Fish read the last scene, and the quick dispensation of justice (“he can’t go to jail, it’s his wedding night, let’s have a quick trial and deliver our own justice”) and realized there was another Oklahoma! there beneath the received text.
However, Fish is resistant to saying what, for him, the larger messages of this are. “I want the audience to supply those answers. I’m wary of saying anything, because I’m always surprised by what people say that the show means to them.”
The only conversations that Fish had with the Rodgers and Hammerstein estate were around the dream ballet and the contentious ending. He won’t go into detail as to what those conversations were, but the outcome was agreeable to all, “without me thinking I had made a compromise.”

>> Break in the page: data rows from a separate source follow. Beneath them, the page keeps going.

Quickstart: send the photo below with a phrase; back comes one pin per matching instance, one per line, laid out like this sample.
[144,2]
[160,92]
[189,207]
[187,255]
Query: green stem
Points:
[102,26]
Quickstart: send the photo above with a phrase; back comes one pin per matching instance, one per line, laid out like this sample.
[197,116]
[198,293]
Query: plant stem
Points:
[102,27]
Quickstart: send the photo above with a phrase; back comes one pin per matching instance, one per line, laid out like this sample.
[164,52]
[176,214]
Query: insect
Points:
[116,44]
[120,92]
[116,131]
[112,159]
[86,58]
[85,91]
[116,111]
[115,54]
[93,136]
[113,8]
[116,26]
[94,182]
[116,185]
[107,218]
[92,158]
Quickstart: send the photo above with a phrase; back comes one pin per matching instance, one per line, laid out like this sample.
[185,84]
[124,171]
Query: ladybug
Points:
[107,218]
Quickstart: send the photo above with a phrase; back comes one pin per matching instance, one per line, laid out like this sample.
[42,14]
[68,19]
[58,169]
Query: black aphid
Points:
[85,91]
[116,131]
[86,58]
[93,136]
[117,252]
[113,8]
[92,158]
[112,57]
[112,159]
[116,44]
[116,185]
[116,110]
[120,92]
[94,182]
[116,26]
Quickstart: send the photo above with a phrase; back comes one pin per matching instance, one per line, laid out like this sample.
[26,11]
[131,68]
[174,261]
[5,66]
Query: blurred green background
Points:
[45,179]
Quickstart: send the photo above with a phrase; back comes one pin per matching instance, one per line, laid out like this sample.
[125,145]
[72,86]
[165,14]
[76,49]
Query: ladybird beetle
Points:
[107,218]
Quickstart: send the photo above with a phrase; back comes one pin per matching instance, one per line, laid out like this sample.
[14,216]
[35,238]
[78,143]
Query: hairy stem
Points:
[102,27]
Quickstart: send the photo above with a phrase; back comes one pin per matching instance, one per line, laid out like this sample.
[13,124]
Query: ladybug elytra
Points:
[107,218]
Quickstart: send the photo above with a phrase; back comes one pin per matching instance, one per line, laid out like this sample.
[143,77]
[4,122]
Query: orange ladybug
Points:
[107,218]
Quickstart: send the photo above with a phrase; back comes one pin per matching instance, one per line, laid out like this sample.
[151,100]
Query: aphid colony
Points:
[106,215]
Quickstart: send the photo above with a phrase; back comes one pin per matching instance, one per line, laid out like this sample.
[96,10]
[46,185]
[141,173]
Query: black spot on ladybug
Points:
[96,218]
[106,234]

Fish grew up in the New York suburbs, his parents taking him to see all kinds of theater from a young age including productions by Peter Brook and the Royal Shakespeare Company. There was a “moment” when he thought he might become a sculptor, but a career in theater directing was always his ambition.
“I couldn’t have been an actor,” Fish said laughing. “I couldn’t bear myself night after night in front of a group of strangers. I’m in awe of this company who do it for our show.”

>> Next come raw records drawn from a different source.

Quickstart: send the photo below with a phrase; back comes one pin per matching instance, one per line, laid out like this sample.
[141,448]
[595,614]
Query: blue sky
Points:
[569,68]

He thinks the first production he helmed was an Our Town at college, then a Sam Shepard play; his first professional production was The Misanthrope. Next year in New York City, he will mount a production of Michael Gordon’s opera, Acquanetta, and an adaptation of Don DeLillo’s White Noise, last seen in Germany.
Of his actors, Fish said he demands a lot of “courage,” which is immediately obvious watching Oklahoma! feeling as clenched as Fish intends in its tensest moments. Even when they’re not involved in the scene, the other actors stay on stage. With all the lights on in the theatre (for much of the show), we watch each other watching them watching each other. For Fish, the technique means we feel “alone and together,” a heightened version of what it is to be an audience.

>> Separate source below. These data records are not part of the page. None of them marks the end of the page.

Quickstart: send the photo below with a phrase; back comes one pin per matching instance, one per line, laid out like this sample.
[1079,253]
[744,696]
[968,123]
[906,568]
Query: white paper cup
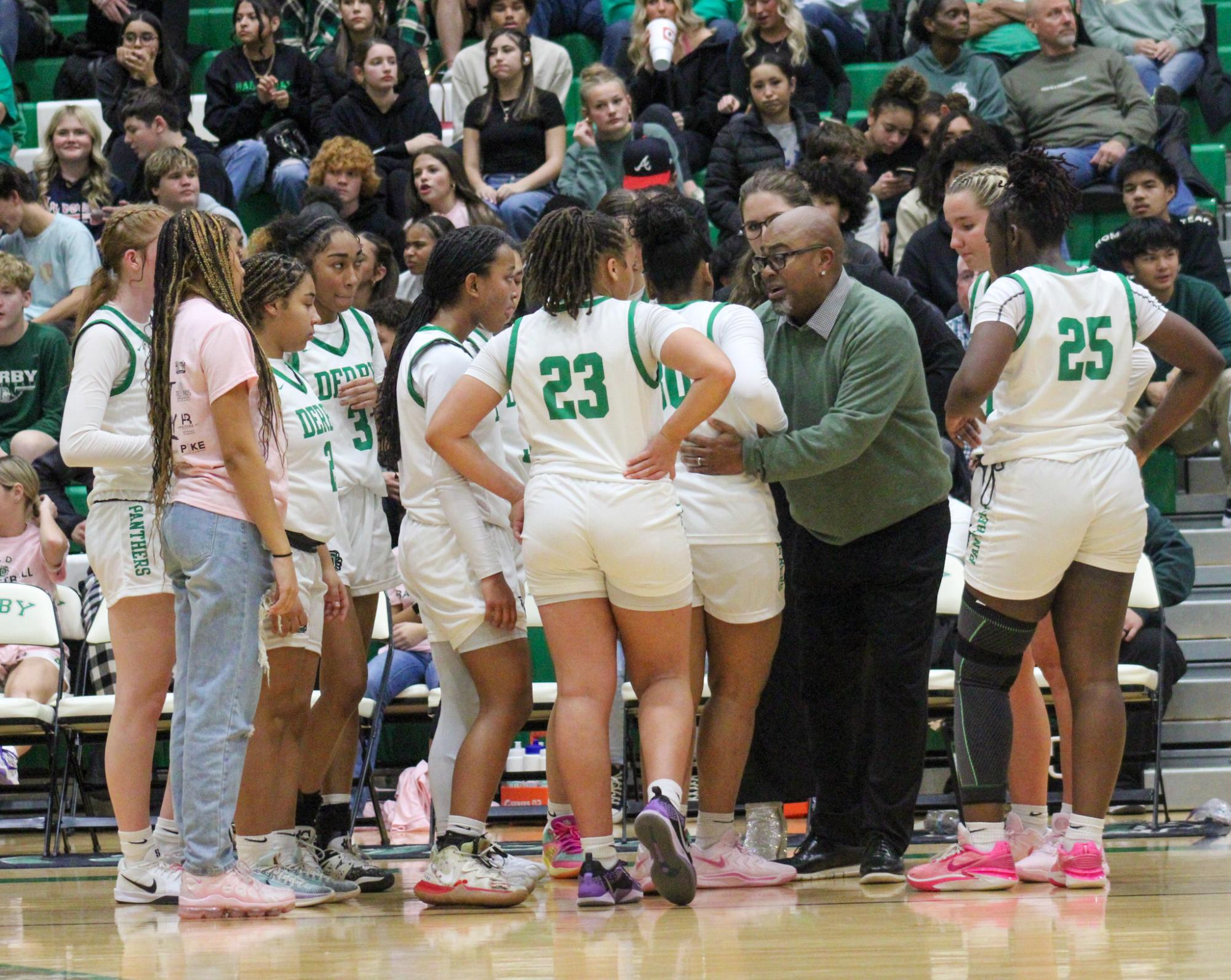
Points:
[663,42]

Jud isn’t the simple villain, Fish said. The production highlights the community’s brutality and self-interest as much, if not more, than his menace which really seems to be a filter for painful isolation.
Vaill, who plays Jud, has been with the production since it was first produced at Bard in 2007. “In Jud’s song, ‘Lonely Room,’ I imagine him being wanted to be loved, touched, and accepted. The root of his loneliness is anguish at being unloved. He does morally questionable things, but at the root of it all he wants to be accepted and seen.”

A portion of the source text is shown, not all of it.